Cotton On, for those of you who mightn’t have one in your local mall, is sort of like an Australian version of Gap. Except cheaper. And without all those phoney arseholes wearing headsets pretending they care about you by asking how your day is going before lying to you about how great those khakis/cords/jeans make your bum look.
There was a recent uproar over a line of bubs slogan-tees that they launched. Below, I’m going to list them, in ascending order of bad taste:
5. ‘Drive it Like You Stole It’ (With a Picture of a Pram). Perhaps almost cute. Not quite as distasteful as some, but sounds like something a teenager would’ve penned
4. ‘F.B.I.’ with ‘Farts Burps Insomnia’ in small print underneath. I find this particularly irksome since they don’t even have the FBI in this country. Use your own damn acronyms
3. ‘I’m a Tits Man’ The word tits is in the same category with the word panties: cringe-inducing. Men use it, women hate it. Ok when talking about boobs of the proportion of Pamela Anderson. Appropriate - arguably even funny - in movies like American Pie. Does NOT (under any circumstances) belong on a bubs tee-shirt. Are you listening, global marketeers?
2. ‘The Condom Broke’ / ‘I’m Living Proof My Mum is Easy’ are tied for the coveted number 2 position. Does not even warrant a pithy comment from moi.
1. ‘They Shake Me’ Seriously? Remember Louise Woodward, the supposedly perfect English nanny who was accused of killing her charge by shaking him to death? This is beyond irreverent humour, this is trivialising abuse. What next? ‘Grandpa is a paedophile’?
Maybe it’s just a Gen Y thing. Maybe as much as I hate to admit it, I might just be getting old in not finding any of these even the least bit funny. In fact, after reading these, all I could picture was Nicole Ritchie (or the like) and her tattooed partner yucking it up in the shop before buying a batch to take home and distribute to their uber-hip friends.

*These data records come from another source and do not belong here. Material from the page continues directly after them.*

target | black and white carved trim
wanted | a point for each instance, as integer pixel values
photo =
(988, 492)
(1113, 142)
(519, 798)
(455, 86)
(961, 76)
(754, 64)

Now admittedly, we all use our kids to make statements, consciously or not. We don't always sign on for that, but some one has to do it. Of course they are extensions of our beliefs and values. We give them the haircuts we think are appropriate, buy them the toys we want (someone out there is still buying Bratz dolls) and dress them the way we like. I’m still waiting to see a baby sporting a tiny black and red Che Guevera number or a Palin 2012 tee shirt. But in this case, I don’t know even know what – or who – they were going for, since ribald humour and babies do not go together. Ever. Think milk and orange juice, Red Sox and Yankees, Keats and Donne.
The Cotton On group describes themselves as a ‘winning combination of globally relevant fashion at affordable prices.’ Well gee, now that you mention it, child abuse is globally relevant. But not when it sounds like a slogan coined by Andrew ‘Dice’ Clay on a baby’s tee shirt. This also begs the question of how many round tables did these slogans undergo before even making it to the manufacture-and-distribute phase. And which oh-so-hip-and-clever CEO gave his final stamp of approval? I’m ageistly assuming that the CEO is a thirty-something; a quick google search unsurprisingly didn’t produce a name, and rightfully so - whoever it is is probably still in hiding.
The hullabaloo has died down since this happened, and the usual finger-in-the-dike steps have been taken: the canned corporate ‘apology’ followed by the pulling of the items from the stores.
I should take comfort that these slogans have even caused controversy. And no doubt, so does Cotton On, since bad publicity is always better than no publicity. I just never thought I’d be part of the moral majority. But then, having kids does all sortsa funky things to you…
In your post you have a little sense of humor and I like it.